Department of Ophthalmology, Assaf Harofeh Medical Center, Tel-Aviv University, Tel-Aviv, Israel.
Cornea. 2011 Jan;30(1):105-6. doi: 10.1097/ICO.0b013e3181e458af.
To report the diagnosis and management of a patient with chronic ophthalmic topical anesthetic abuse and floppy eyelid syndrome.
We describe the case of a 47-year-old man suffering from persistent bilateral ocular irritation and chronic corneal erosions.
The patient was hospitalized in our ophthalmology department and underwent thorough ophthalmic, systemic, and psychiatric evaluation. Chronic topical anesthetic abuse was discovered. Removal of abused drops and copious lubricating treatment lead to partial improvement further permitting diagnosis of floppy eyelid syndrome. Definitive surgical treatment by horizontal eyelid tightening combined with continuous lubrication resulted in remission of symptoms.
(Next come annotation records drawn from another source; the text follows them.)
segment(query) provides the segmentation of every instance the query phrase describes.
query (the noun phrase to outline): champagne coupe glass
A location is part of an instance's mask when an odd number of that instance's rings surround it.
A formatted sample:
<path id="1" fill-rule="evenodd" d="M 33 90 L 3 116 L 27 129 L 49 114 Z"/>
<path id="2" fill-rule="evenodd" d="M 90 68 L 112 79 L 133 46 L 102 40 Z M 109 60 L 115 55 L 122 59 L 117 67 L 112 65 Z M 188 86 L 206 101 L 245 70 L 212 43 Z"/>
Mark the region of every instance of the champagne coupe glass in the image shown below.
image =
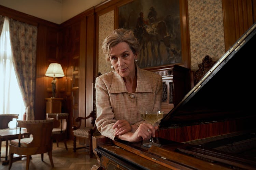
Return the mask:
<path id="1" fill-rule="evenodd" d="M 163 112 L 161 111 L 141 111 L 140 115 L 142 119 L 146 122 L 153 125 L 155 123 L 160 120 L 163 118 Z M 151 136 L 150 142 L 144 143 L 143 145 L 145 147 L 150 148 L 152 145 L 159 147 L 161 145 L 154 142 L 154 138 Z"/>

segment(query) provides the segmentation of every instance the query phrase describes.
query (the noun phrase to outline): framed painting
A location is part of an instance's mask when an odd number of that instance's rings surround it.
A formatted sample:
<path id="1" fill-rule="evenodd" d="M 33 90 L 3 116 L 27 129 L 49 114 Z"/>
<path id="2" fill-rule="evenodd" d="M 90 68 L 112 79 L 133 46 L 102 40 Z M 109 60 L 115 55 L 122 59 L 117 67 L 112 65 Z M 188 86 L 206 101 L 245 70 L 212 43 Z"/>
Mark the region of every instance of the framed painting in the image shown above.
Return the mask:
<path id="1" fill-rule="evenodd" d="M 141 45 L 140 68 L 190 68 L 186 0 L 134 0 L 117 13 L 118 28 L 132 30 Z"/>

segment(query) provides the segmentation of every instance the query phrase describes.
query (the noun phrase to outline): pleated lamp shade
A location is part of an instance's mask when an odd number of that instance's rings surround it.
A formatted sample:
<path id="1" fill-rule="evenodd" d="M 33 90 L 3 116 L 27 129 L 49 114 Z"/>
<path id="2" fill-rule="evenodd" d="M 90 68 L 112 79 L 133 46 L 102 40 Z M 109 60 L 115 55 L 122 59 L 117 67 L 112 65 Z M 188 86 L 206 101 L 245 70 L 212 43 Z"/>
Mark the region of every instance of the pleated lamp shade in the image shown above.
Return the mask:
<path id="1" fill-rule="evenodd" d="M 45 73 L 45 75 L 52 77 L 62 77 L 65 76 L 61 65 L 59 63 L 51 63 Z"/>

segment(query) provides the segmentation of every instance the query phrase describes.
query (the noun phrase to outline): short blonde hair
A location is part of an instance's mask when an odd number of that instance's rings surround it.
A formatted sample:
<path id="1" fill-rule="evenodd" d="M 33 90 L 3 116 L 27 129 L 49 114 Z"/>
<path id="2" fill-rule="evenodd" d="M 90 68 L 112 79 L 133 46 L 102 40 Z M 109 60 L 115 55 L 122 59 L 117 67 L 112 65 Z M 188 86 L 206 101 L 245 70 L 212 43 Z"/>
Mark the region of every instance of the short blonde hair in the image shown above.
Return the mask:
<path id="1" fill-rule="evenodd" d="M 105 55 L 105 59 L 109 61 L 111 48 L 120 42 L 125 42 L 129 45 L 133 54 L 138 55 L 140 51 L 140 45 L 134 36 L 132 31 L 119 28 L 114 30 L 103 41 L 102 49 Z"/>

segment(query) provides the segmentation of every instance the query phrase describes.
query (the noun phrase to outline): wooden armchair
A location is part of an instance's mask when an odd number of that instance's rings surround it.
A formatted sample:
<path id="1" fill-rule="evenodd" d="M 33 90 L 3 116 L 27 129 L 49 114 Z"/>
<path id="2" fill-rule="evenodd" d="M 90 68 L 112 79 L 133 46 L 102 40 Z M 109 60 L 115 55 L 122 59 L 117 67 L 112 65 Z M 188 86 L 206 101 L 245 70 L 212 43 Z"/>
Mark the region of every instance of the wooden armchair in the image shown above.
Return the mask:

Uncommon conditions may coexist in 1 patient. In this case, floppy eyelid syndrome resulted in topical anesthetic abuse. Ophthalmologists should keep both these conditions in mind when treating patients with otherwise unexplained chronic persistent corneal erosions.
报告 1 例慢性眼部局部麻醉剂滥用伴眼睑下垂综合征患者的诊断和治疗方法。
我们描述了 1 例 47 岁男性患者,其患有持续性双侧眼部刺激和慢性角膜糜烂。
患者因慢性局部麻醉剂滥用被收入我院眼科。经全面眼科、系统和精神科评估后发现,该患者患有慢性局部麻醉剂滥用。停止使用滥用的滴眼剂并进行大量润滑治疗后,症状部分改善,从而进一步诊断为眼睑下垂综合征。通过水平眼睑收紧联合持续润滑的确定性手术治疗使症状缓解。
在 1 例患者中可能会同时存在不常见的病症。在本例中,眼睑下垂综合征导致了局部麻醉剂滥用。当眼科医生治疗其他原因不明的慢性持续性角膜糜烂的患者时,应牢记这两种情况。